Social Web - History

History

Like the telephone, the Internet was not created as a communication tool to interact socially, but evolved to become a part of everyday life. However, social interaction has been facilitated by the web for nearly the entire duration of its existence, as indicated by the continuing success of social software, which at its core centers around connecting individuals virtually with others whom they already have relationships with in the physical world. Email dates from the 1960s, and was one of the first social applications to connect multiple individuals through a network, enabling social interaction by allowing users to send messages to one or more people. This application, which some have argued may be the most successful social software ever, was actually used to help build the Internet. The web got its start as a large but simple Bulletin Board System (BBS) that allowed users to exchange software, information, news, data, and other messages with one another. Ward Christensen invented the first public BBS in the late 1970s, and another (named "The WELL") in the late 80's and early '90s arose as a popular online community. The Usenet, a global discussion system similar to a BBS that enabled users to post public messages, was conceived in 1979; the system found tremendous popularity in the 1980s as individuals posted news and articles to categories called "newsgroups". By the late 1990s, personal web sites that allowed individuals to share information about their private lives with others were increasingly widespread. On this fertile period of the web's development, its creator Sir Tim Berners-Lee wrote that:

The Web is more a social creation than a technical one. I designed it for a social effect--to help people work together--and not as a technical toy. The ultimate goal of the Web is to support and improve our weblike existence in the world. We clump into families, associations, and companies. We develop trust across the miles and distrust around the corner. What we believe, endorse, agree with, and depend on is representable and, increasingly, represented on the Web.

The term "social Web" was coined by Howard Rheingold for this network in 1996; Rheingold was quoted in an article for Time magazine on his website "Electric Minds," described as a "virtual community center" that listed online communities for users interested in socializing through the Web, saying that "'The idea is that we will lead the transformation of the Web into a social Web'".

The social Web developed in three stages from the beginning of the '90s up to the present day, transforming from simple one-way communication web pages to a network of truly social applications. During the "one-way conversation" era of online applications in the mid '90s, most of the nearly 18,000 web pages in existence were "read only", or "static web sites" with information flowing exclusively from the person or organization that ran the site; although the web was used socially at this time, communication was difficult, achieved only through individuals reacting to each other's posts on one web page by responding to them on their own personal web page. In the mid '90s, Amazon and other pioneers made great progress in advancing online social interaction by discovering how to link databases to their web sites in order to store information as well as to display it; in concert with other innovations, this led to the rise of read-write web applications, allowing for a "two-way conversation" between users and the individual or organization running the site. As these web applications became more sophisticated, people became more comfortable using and interacting with them, bandwidth increased, and access to the Internet became more prevalent, causing designers to begin implementing new features that allowed users to communicate not only with a site's publishers, but with others who visited that site as well. Despite being a small step forward technologically, it was a huge step socially, enabling group interaction for the first time, and it has been claimed that this social exchange between many individuals is what separates a web application from a social Web application.

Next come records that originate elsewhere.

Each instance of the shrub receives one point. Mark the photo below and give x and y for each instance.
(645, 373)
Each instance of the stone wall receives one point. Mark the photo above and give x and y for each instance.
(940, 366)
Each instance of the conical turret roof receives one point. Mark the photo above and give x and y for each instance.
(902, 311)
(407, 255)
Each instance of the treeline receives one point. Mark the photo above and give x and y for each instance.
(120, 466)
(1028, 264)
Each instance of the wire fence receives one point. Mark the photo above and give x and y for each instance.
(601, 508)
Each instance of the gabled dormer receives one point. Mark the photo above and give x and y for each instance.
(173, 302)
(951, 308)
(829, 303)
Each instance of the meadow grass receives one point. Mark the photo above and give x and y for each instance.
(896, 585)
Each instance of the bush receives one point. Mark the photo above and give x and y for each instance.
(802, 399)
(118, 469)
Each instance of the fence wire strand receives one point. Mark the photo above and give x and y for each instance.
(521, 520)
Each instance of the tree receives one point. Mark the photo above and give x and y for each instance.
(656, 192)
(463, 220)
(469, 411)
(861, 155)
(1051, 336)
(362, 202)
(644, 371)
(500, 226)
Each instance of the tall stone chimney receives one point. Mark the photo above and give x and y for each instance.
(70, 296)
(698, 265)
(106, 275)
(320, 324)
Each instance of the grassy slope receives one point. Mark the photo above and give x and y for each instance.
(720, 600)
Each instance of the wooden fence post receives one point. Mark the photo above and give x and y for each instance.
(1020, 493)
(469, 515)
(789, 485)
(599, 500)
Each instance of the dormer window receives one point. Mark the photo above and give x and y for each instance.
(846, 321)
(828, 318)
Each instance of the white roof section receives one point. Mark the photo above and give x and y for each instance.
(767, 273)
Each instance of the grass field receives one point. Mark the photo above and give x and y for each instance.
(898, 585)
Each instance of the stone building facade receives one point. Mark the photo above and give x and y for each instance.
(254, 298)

The first social networking sites, including Classmates.com (1995) and SixDegrees.com (1997), were introduced prior to social media sites. It has been argued that the transition towards social media sites began after the world's first online interactive diary community Open Diary was founded on December 19, 1998; currently still online after ten years, it has hosted over five million digital diaries. Open Diary successfully brought online diary writers together into one community as an early social networking site, and it was during this time that the term "weblog" was coined (later to be shortened to the ubiquitous "blog" after one blogger jokingly turned weblog into the sentence "we blog"). Some claim that this marked the beginning of the current era of social media, with "social media" being a term that entered into both common usage and prominence as high-speed Internet became increasingly available, growing in popularity as a concept and leading to the rise of social networking sites such as Myspace (2003) and Facebook (2004). It has been argued that this trend towards social media "can be seen as an evolution back to the Internet's roots, since it re-transforms the World Wide Web to what it was initially created for: a platform to facilitate information exchange between users."